Y-a-t-il une durée magique pour mener une campagne? Certaines plateformes laissent le choix aux porteurs de projet, la fourchette variant entre 15 et 80 jours. «Je ne conseille pas de se lancer pour une campagne de 15 jours seulement, répond Caroline Fourré. Je privilégierais davantage 30 à 45 jours pour se laisser assez de temps et d’énergie afin de relancer le public jusqu’à la fin de son aventure.» Pour Vincent Pignon de la Swiss Crowdfunding Association, un projet qui séduit devrait obtenir son financement en moins de 30 jours: «On observe que les temps de campagnes se raccourcissent de plus en plus. L’effet d’annonce est capital, le résultat obtenu dans les trois premiers jours est souvent révélateur de la suite de la campagne.» Reste que tout n’est pas perdu si la campagne ne marche pas: «Autre qu’un outil de financement, le crowdfunding sert aussi à tester son produit sur le marché pour le développer autrement par la suite.

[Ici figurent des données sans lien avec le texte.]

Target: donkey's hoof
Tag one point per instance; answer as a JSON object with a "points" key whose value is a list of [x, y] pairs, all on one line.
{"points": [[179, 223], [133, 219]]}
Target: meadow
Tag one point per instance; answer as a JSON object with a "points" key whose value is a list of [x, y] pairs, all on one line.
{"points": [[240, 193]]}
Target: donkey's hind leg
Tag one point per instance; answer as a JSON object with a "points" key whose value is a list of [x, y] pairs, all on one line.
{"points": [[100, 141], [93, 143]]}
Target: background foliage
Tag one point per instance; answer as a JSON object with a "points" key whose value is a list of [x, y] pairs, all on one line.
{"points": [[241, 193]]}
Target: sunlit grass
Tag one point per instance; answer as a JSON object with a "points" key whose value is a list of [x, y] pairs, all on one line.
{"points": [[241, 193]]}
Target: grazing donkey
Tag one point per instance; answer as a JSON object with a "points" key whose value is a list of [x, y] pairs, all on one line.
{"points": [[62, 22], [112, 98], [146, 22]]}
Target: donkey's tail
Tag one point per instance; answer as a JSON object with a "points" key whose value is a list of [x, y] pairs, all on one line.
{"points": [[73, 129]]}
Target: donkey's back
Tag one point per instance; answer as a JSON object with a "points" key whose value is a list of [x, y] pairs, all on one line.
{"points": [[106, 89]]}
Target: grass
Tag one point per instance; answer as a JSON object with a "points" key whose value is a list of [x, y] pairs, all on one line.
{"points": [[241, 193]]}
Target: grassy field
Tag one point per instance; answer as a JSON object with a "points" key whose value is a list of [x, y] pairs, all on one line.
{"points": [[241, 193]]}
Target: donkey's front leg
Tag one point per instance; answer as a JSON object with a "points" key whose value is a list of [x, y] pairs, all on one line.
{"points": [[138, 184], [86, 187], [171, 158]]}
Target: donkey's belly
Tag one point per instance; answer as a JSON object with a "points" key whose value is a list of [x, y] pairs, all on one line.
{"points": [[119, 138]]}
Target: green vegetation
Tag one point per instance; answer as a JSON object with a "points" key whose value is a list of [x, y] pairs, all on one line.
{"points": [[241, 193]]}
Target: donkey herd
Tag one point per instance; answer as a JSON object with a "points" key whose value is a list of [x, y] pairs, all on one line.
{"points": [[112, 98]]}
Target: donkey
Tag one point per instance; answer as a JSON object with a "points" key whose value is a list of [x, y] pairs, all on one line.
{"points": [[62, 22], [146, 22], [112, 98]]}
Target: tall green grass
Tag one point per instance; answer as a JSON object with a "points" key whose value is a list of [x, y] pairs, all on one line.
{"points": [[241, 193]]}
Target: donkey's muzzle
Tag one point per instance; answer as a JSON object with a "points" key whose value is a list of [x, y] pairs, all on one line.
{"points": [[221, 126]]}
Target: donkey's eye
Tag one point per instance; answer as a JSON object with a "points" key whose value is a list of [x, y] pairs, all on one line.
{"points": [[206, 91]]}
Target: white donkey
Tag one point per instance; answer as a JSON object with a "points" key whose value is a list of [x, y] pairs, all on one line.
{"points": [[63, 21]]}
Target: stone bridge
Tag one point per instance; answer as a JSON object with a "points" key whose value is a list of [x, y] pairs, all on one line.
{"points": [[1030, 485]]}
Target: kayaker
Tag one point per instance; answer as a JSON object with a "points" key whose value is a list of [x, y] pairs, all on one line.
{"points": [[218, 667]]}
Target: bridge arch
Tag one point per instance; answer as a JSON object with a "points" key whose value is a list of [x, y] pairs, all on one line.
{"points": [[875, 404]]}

Et surtout à être visible! Désormais, beaucoup d’indépendants ou de start-up se lancent simplement dans une campagne pour gagner en visibilité et communiquer sur leur produit et leur présence.»
_______
ENCADRES

Les plateformes de crowdfunding les plus populaires en Suisse romande

1.Kickstarter
Origine: Etats-Unis
Lancement: 2009
Types de projets: à privilégier pour les produits technologiques à portée internationale
Taux de réussite: 35,8%
Accompagnement: pas d’accompagnement personnalisé, guides disponibles sur le site
Commission: 5%

2.Wemakeit
Origine: Suisse
Lancement: 2012
Types de projets: variés, de la culture aux sciences, startups et cuisine.
Taux de réussite: 65%
Accompagnement: très personnalisé, partenariats multiples
Commission: 6%

3.I believe in you
Origine: Suisse
Lancement: 2013
Types de projets: sportifs, d’athlètes, amateurs, manifestations et associations sportives
Taux de réussite: 84%
Accompagnement: très personnalisé, plusieurs partenariats (Postfinance et Helsana)
Commission: 12%

4.WeCan.Fund
Origine: Suisse
Lancement: 2015
Types de projets: tout projet de PME qui a au moins une année d’existence
Taux de réussite: quatre levées de fond réalisées en 2016
Accompagnement: analyse de la demande faite par des spécialistes avant la mise en ligne
Commission: 5%

5.Swisslending
Origine: Suisse
Date de lancement: 2016
Type de projets: immobilier
Taux de réussite: trois levées de fonds réalisées en 2016
Accompagnement: l’entreprise se charge de trouver les investisseurs
Commission: 5%
_______
CHIFFRES

2,8
En milliards, la somme des levées de fonds réalisées par Kickstarter depuis 2009

12
En kilomètres, la distance moyenne entre le lieu d’origine du projet et de ses contributeurs en Suisse

27,3
En millions, la somme des levées de fonds réalisées en Suisse en 2015

40
Le nombre de plateformes de crowdfunding accessibles en Suisse

90
En milliers, le nombre de contributeurs suisses à des projets de crowdfunding en 2015

2119
Le nombre de projets soutenus (réussis) sur la plateforme suisse wemakeit depuis sa création en 2012.

Sources: Crowdfunding Monitoring 2016, Kickstarter, wemakeit
_______

Une version de cet article est parue dans L’Hebdo.